Published: Wed 26 Feb 2014 10:50 AM
Hallenstein, worst-performing stock on NZX 50 this year, raised to buy from hold at Craigs
By Tina Morrison
Feb 26 (BusinessDesk) – Hallenstein Glasson Holdings, the worst performer on New Zealand’s benchmark NZX 50 Index this year, was upgraded to ‘buy’ from ‘hold’ by brokerage Craigs Investment Partners, which said weakness in the stock has been overplayed.
Shares in Hallenstein have dropped 21 percent so far this year, lagging a 4.9 percent gain in the benchmark index, and last changed hands at $3.05. In a note published yesterday, Craigs raised its 12-month target price on the stock to $3.84 from $3.51.
Hallenstein, which operates the Hallensteins, Glassons and Storm clothing stores in New Zealand and Australia, has cut its earnings guidance three times since June last year, contributing to a stock price decline of more than 40 percent.

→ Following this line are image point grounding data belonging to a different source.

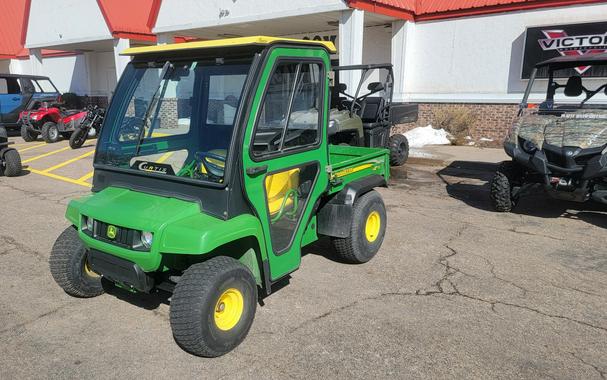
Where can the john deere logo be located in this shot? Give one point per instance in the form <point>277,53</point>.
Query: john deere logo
<point>111,231</point>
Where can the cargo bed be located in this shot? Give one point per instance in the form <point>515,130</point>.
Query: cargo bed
<point>348,163</point>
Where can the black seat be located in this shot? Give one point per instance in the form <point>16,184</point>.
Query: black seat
<point>370,110</point>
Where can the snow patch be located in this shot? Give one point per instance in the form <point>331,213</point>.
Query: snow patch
<point>422,136</point>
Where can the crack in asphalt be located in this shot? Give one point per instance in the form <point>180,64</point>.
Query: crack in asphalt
<point>43,315</point>
<point>58,199</point>
<point>7,241</point>
<point>438,289</point>
<point>602,374</point>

While the downgrades were not a good trend, the company’s sales have historically outperformed general clothing and footwear sales and lagged the market only in December, when sales declined 10 percent from the year earlier compared with market growth of 2 percent, Craigs said.
“In our view, one month’s poor performance versus the market does not justify Hallenstein’s share price de-rating,” Craigs analyst Chris Byrne said in the note. “It is difficult to conclude that structural concerns are the key driver and as a result we expect earnings to recover.
“One month’s relative underperformance in December should not be extrapolated forward given Hallenstein’s strong track record and the fickle nature of apparel retailing.”
The performance of womenswear fast-fashion clothing chain Glassons may have been dented by a lack of dedicated leadership in an extremely competitive women’s apparel market after the loss of New Zealand managing director Di Humphries in October 2012, with a 15-month gap before a replacement started, Byrne said.
Earnings per share should recover strongly in the company’s 2015 financial year given it will be measured against weak comparative periods, Byrne said. He expects earnings per share of 29.3 cents in the year ending July 31, 2015, from an expected 24.5 cents in 2014 and 31 cents in 2013.